# Civic Matters > Suburban & Other OK Communities > Moore >  Fishing in and around moore

## Jesseda

is there any good fishing spots in or around moore? Also is there a store where i can get a fishing license? Thre use to be a store on sunnyland and 27th street, but it looked closed when i passed it last week.. lmk thanks

----------


## possumfritter

Jesseda...I can't answer your questions about Moore. I just wanted to hop on here and let you know, before you get your license, Oklahoma has some "free" fishing days coming up this month, but I am not sure when?

----------


## SkyWestOKC

The Little River Park on 4th St. just west of Telephone is pretty good. I caught a few perch the other day, my brother caught a catfish, and I saw a few other people catching some catfish (2-3 lb).

----------


## jstanthrnme

This old thread might have some answers.

http://www.okctalk.com/okc-undergrou...8-fishing.html

----------


## MsDarkstar

I'm pretty sure you can get a license at Hollywood Corners convenience store; they're at corner of Porter & Franklin Rd if you're going the old way to Norman from Moore.  They've got bait & tackle so I'm pretty sure they do licenses too.

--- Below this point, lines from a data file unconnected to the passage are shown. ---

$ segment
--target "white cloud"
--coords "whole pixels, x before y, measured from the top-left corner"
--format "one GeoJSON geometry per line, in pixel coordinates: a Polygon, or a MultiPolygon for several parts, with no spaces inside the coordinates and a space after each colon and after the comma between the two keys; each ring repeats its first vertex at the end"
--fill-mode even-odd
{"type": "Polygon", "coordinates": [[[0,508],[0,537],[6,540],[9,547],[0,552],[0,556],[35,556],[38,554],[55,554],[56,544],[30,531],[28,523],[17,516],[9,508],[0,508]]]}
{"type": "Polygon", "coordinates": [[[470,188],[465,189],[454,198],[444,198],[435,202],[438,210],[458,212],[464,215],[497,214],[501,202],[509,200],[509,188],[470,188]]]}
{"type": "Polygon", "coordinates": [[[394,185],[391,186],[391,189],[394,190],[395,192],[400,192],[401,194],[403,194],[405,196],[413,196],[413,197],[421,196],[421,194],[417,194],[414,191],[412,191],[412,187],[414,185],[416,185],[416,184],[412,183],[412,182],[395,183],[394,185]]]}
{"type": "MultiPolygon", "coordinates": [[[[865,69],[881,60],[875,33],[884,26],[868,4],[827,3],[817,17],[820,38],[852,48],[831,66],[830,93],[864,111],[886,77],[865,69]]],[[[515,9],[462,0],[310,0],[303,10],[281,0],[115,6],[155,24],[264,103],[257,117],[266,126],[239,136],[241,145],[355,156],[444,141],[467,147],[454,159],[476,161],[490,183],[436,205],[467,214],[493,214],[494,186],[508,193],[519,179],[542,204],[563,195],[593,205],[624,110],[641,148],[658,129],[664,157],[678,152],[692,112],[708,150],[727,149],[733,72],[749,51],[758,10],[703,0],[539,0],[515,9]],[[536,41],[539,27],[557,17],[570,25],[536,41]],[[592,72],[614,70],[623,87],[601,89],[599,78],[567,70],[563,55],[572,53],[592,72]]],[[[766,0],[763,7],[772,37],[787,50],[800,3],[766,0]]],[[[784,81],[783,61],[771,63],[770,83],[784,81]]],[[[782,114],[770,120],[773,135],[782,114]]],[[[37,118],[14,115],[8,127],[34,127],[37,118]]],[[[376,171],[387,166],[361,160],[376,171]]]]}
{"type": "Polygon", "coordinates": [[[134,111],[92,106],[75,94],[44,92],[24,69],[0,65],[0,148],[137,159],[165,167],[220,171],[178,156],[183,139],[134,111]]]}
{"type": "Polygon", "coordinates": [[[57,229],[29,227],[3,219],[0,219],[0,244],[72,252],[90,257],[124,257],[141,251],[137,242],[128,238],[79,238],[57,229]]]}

A friend of mine fishes at a place that's straight West down 12th St.  Well, it's 119th by the time he gets where he's going.  There's a park out there on the other side of I-44 that's got a place to fish.  He says it's good fishing.

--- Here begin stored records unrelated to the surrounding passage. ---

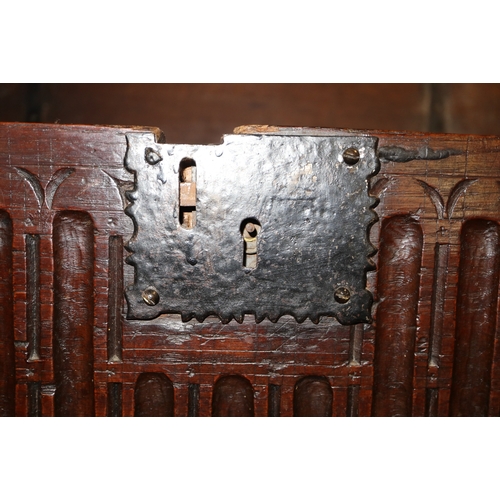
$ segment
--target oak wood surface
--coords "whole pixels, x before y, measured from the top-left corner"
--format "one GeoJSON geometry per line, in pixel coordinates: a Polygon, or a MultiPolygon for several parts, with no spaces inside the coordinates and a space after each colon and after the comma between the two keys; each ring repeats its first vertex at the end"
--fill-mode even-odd
{"type": "Polygon", "coordinates": [[[125,317],[133,131],[0,125],[3,415],[500,414],[500,138],[369,132],[379,149],[453,151],[370,181],[372,324],[221,324],[125,317]]]}

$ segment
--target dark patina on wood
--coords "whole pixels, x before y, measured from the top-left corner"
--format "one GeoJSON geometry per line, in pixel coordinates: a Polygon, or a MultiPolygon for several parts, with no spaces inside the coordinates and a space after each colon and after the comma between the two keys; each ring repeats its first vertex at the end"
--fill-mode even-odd
{"type": "MultiPolygon", "coordinates": [[[[161,142],[155,129],[0,124],[0,415],[500,415],[499,137],[239,129],[378,139],[373,322],[344,326],[127,319],[124,159],[136,132],[161,142]],[[382,161],[384,148],[464,153],[382,161]]],[[[188,183],[205,167],[182,168],[174,202],[185,213],[173,216],[197,228],[203,190],[194,218],[188,183]]],[[[238,264],[257,249],[250,274],[262,263],[259,222],[256,247],[252,228],[249,242],[238,228],[238,264]]]]}
{"type": "Polygon", "coordinates": [[[220,145],[190,146],[134,133],[127,140],[125,165],[136,176],[127,209],[135,226],[129,319],[371,321],[375,138],[228,135],[220,145]]]}

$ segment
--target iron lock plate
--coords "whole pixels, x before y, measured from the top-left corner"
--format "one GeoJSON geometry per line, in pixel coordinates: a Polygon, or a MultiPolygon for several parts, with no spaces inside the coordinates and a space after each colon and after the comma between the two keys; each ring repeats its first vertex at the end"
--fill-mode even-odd
{"type": "Polygon", "coordinates": [[[127,143],[129,319],[371,321],[376,138],[226,135],[180,145],[132,133],[127,143]]]}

*edit: it's South Lakes Park  http://www.okc.gov/parks/southlakes/index.html

----------


## mack1520

A fishing license can be purchased online at:

wildlifedepartment.com

----------


## SkyWestOKC

I went to South Lakes on Sunday, terrible fishing. Maybe I was at the wrong pond. I lost two crank baits because of all the branches and limbs underwater, the water is also too murky to see the limbs that are under the water. Maybe I was at the wrong pond.

----------